Eh bien que l'on se passe le message, Asne Seierstad a décidé qu'elle ne toucherait pas une ligne de son livre. Une cour d'appel, en Norvège, vient en effet d'annuler la précédente décision dans le procès qui oppose le libraire afghan chez qui l'auteure avait finalement passé plusieurs mois. Et depuis huit ans, la bataille juridique faisait rage entre la famille de Mohammed Rais et Asne Seierstad. 

 

Voilà donc que la justice lui donne raison : elle n'a pas violé l'intimité de cette famille, et son livre, devenu best-seller, n'a rien à se reprocher. « Ce jugement signifie beaucoup. En tant que journaliste, être accusée d'avoir violée la vie privée de quelqu'un, on court toujours le risque que cette étiquette vous reste collée. » 

 

Dans un premier temps, la justice norvégienne l'avait condamnée, avec son éditeur, à verser 15.600 € de dommages-intérêts.
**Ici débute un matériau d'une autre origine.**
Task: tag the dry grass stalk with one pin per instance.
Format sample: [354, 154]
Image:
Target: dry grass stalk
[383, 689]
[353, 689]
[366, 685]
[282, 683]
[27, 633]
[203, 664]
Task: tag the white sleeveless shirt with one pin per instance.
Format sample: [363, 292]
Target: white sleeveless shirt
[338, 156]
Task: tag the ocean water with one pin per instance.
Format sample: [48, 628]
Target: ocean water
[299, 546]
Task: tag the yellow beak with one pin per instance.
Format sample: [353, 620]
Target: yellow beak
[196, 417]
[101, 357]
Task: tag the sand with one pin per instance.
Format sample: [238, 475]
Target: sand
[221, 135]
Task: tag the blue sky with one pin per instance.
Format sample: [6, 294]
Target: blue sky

Son éditrice en France, Eva Bredin (JC Lattès), avait alors expliqué à ActuaLitté combien cette décision était regrettable. « C'est très curieux que le tribunal ait condamné Asne. C'est même assez navrant, parce qu'en frappant ainsi les auteurs, que pourront-ils raconter comme histoire à l'avenir ? L'édition est vraiment menacée par ce type de procédure ? Je suis personnellement déçue par cette décision. »

 

La plainte concernait la seconde femme du libraire qu'il avait épousée lorsqu'elle avait 16 ans selon le livre. De là, l'accusation de violation de vie privée. Mais le tribunal d'Osla a estimé que la famille était bien au courant du projet de livre d'Asne, et que le contenu de son livre est bien basé sur des faits réels. 

 

La journaliste sort de cette affaire avec du plomb dans la tête, ayant dû éplucher l'ensemble du livre, méticuleusement, pour défendre ligne à ligne, ou presque, ce qu'elle avait écrit. « Le juge a estimé que je n'avais pas manqué de prudence. Désormais, si je fais quelque chose, je serai encore plus prudente. » Aucun regret cela dit, ni pour le livre, ni pour l'expérience de vie à Kaboul, explique-t-elle, bien qu'elle ne soit plus du tout en contact avec le libraire, si ce n'est pas l'intermédiaire de ses avocats.

 

Retrouver les livres d'Asne Seierstad

 

L'ouvrage, qui racontait comment le libraire tentait de faire son métier le mieux possible, alors que l'Afghanistan était sous le régime des talibans. Aujourd'hui traduit en 42 langues, il est lu un peu partout dans le monde. « J'ai gardé beaucoup d'admiration pour lui et le fait qu'il continue de vendre ses livres. C'est un héros afghan et je pense l'avoir dépeint ainsi, mais c'est également un patriarche afghan. Le journalisme, c'est se lancer et faire des choix. C'est mon livre, c'est ma décision. »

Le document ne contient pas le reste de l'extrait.